The head of the IMF mission in Greece, Peter Dolman, warned that the high primary surpluses Greece must achieve in coming years could compromise the economy’s growth.
In an interview with Sunday’s Kathimerini, the successor to Delia Velculescu said the bailout exit deal at the June 21 Eurogroup does indeed improve “Greece’s prospects for accessing the markets,” in the medium term, but added that primary surplus targets of 3.5 percent of GDP until 2022 and 2.2 percent until 2060 will “constrain the government’s ability to promote growth.”
“As a member of the eurozone, Greece has lost the ability to implement an independent monetary policy. The fiscal constraints mean that there are very few tools left with which to boost economic activity,” he said.

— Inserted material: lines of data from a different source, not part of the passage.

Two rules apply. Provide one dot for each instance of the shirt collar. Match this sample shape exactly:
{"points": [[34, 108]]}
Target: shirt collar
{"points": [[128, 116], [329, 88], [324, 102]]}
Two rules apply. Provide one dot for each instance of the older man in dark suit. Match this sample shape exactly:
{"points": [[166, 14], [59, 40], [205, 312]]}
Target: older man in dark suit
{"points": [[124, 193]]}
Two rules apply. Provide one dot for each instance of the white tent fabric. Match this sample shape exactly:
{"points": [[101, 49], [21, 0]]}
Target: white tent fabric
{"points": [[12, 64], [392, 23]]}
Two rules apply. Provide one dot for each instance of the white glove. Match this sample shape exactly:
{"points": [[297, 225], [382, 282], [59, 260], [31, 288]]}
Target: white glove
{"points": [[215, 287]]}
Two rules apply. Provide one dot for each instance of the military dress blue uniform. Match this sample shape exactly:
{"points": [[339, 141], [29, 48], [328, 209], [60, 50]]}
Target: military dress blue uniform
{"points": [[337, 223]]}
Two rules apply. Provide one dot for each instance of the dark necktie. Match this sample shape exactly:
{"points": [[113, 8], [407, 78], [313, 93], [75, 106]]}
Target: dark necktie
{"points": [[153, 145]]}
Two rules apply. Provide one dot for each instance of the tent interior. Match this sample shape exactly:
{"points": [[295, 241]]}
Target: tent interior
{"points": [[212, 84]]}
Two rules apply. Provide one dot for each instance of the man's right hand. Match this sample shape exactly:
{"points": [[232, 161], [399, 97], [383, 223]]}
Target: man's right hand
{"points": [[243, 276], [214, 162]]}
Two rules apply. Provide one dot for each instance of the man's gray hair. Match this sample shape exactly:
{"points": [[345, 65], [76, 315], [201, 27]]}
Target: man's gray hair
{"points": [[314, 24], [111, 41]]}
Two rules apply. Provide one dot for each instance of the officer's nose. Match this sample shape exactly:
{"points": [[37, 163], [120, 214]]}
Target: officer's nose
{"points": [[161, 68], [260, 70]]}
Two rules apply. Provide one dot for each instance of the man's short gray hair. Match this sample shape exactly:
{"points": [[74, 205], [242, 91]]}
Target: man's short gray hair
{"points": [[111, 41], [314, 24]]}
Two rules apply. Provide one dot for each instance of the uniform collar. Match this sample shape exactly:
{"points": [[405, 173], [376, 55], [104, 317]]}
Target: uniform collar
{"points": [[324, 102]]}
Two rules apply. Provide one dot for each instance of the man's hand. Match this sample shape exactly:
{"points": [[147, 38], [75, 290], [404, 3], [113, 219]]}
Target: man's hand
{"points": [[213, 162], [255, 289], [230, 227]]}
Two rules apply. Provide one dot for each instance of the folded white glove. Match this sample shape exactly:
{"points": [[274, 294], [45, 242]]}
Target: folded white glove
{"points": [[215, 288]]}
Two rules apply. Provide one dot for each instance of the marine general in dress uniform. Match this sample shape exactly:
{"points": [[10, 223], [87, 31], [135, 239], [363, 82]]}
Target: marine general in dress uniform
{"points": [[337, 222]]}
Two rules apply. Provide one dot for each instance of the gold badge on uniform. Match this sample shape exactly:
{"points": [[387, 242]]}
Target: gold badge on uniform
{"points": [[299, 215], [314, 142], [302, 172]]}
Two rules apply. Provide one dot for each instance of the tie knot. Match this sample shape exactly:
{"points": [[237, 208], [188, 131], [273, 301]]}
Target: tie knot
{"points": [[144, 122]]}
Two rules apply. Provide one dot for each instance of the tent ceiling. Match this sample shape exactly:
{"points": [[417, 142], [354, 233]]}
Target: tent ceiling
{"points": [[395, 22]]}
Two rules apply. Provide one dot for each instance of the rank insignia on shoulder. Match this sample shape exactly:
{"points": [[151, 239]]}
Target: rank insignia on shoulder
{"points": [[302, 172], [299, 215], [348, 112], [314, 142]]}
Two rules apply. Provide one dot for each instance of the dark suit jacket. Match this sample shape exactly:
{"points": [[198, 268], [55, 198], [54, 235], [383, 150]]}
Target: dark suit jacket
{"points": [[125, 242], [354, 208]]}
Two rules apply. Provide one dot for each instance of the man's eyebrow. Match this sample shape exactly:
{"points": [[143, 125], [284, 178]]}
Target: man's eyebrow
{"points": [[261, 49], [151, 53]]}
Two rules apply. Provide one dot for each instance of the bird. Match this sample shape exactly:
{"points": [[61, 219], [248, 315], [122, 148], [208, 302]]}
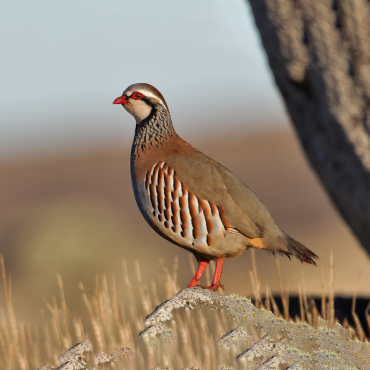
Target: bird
{"points": [[191, 200]]}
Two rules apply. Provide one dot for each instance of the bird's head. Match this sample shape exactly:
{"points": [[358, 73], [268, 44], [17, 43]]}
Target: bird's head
{"points": [[140, 99]]}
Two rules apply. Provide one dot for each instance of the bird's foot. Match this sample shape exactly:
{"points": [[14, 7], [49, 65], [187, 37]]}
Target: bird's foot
{"points": [[215, 288]]}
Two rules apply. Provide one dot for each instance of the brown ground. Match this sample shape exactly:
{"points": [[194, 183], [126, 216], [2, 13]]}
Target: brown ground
{"points": [[76, 214]]}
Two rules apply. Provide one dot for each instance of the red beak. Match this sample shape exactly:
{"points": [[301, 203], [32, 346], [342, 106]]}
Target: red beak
{"points": [[121, 100]]}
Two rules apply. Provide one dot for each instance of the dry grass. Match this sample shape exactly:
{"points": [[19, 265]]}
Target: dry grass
{"points": [[110, 323]]}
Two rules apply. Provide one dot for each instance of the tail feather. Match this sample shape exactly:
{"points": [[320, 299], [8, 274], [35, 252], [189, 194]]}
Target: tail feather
{"points": [[299, 251]]}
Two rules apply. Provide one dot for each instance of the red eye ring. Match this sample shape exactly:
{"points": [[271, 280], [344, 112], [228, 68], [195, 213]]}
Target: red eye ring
{"points": [[137, 96]]}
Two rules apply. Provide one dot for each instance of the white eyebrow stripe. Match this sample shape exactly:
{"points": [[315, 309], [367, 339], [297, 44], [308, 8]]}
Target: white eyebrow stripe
{"points": [[145, 92]]}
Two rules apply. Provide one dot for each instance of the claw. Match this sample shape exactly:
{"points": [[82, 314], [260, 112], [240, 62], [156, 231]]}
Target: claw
{"points": [[213, 287]]}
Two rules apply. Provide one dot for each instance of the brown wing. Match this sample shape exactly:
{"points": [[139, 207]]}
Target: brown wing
{"points": [[203, 178]]}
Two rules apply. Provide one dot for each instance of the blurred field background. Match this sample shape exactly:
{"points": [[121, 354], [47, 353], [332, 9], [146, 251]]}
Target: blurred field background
{"points": [[66, 203]]}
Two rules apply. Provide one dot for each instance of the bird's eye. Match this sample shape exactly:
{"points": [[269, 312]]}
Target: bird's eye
{"points": [[137, 96]]}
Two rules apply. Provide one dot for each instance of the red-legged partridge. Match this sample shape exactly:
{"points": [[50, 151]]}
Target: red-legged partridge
{"points": [[192, 200]]}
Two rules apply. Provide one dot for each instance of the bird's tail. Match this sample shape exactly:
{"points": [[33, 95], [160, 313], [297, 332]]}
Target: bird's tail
{"points": [[299, 251]]}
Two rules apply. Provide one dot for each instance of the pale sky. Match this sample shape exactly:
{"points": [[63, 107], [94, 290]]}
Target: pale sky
{"points": [[64, 62]]}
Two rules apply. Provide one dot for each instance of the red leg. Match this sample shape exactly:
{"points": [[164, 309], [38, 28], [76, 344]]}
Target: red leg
{"points": [[218, 272], [216, 283], [201, 268]]}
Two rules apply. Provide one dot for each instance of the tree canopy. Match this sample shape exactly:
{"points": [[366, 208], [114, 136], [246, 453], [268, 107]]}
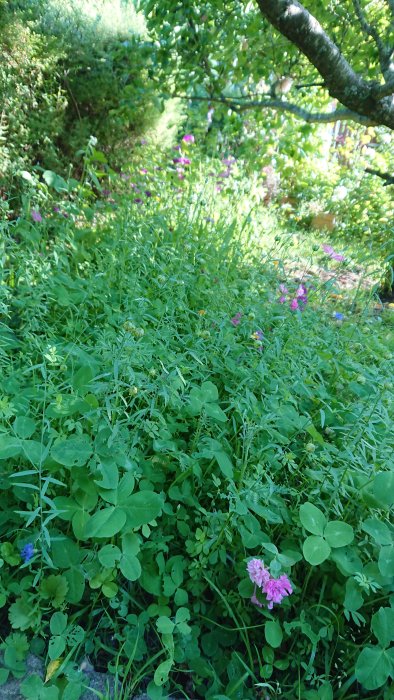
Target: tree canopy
{"points": [[322, 63]]}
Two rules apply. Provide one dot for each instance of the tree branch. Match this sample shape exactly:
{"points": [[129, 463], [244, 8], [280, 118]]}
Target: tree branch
{"points": [[303, 30], [384, 176], [283, 106], [383, 90]]}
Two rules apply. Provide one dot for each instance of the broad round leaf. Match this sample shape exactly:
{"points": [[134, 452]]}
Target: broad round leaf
{"points": [[312, 518], [105, 523], [382, 626], [386, 560], [373, 667], [142, 507], [273, 633], [338, 534], [130, 567], [383, 488], [315, 550]]}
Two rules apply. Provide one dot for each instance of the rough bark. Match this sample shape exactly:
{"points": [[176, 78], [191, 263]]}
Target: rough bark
{"points": [[302, 29]]}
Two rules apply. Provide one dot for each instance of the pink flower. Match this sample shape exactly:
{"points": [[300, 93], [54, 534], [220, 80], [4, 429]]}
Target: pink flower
{"points": [[236, 319], [331, 252], [36, 216], [256, 601], [258, 574], [276, 589], [182, 160]]}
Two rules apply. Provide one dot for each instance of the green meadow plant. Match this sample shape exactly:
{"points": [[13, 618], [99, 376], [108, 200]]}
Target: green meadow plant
{"points": [[196, 471]]}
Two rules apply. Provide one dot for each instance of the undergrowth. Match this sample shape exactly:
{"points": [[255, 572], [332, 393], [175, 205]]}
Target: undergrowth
{"points": [[167, 416]]}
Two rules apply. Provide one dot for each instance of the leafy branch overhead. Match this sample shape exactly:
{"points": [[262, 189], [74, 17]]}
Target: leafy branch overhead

Referring to the 2.2 percent primary surplus target after 2022, Dolman said it will be very challenging to meet the forecasts of the European Commission’s Compliance Report in this fiscal environment. “At this time, we consider the realistic forecast for real growth in Greece is 1 percent annually. Our own research, based on the historical record, shows that a country cannot maintain a positive primary balance above 1.5 of GDP for such a long period.”
Given this predetermined fiscal path, Dolman said that it is very important to get the fiscal policy mix right and to implement reforms – in the labor and product markets, in banks, the judiciary and public administration – that will boost economic productivity.
With regard to the country’s banking system, he said credit growth continues to be negative in Greece. “The financial system, which should be the engine of recovery, is badly hindered by the size of NPEs on the banks’ books. With the necessary legal toolkit now in place, sales have begun, and we believe that the authorities should set more ambitious targets for the reduction of NPEs,” Dolman said in reference to Greek lenders’ nonperforming exposures.
As to the International Monetary Fund’s role in the post-bailout period, Dolman said that monitoring will be similar to in other countries in the context of the European Commission’s post-program surveillance.
“At the same time, we have our own program of surveillance, the post-program monitoring, which is activated in all the countries that have requested an IMF bailout and to which the IMF is exposed above a certain threshold.” The exposure to Greece, he said, is currently six times above that threshold and “based on the current repayment schedule, it will drop beneath it at the end of 2022.”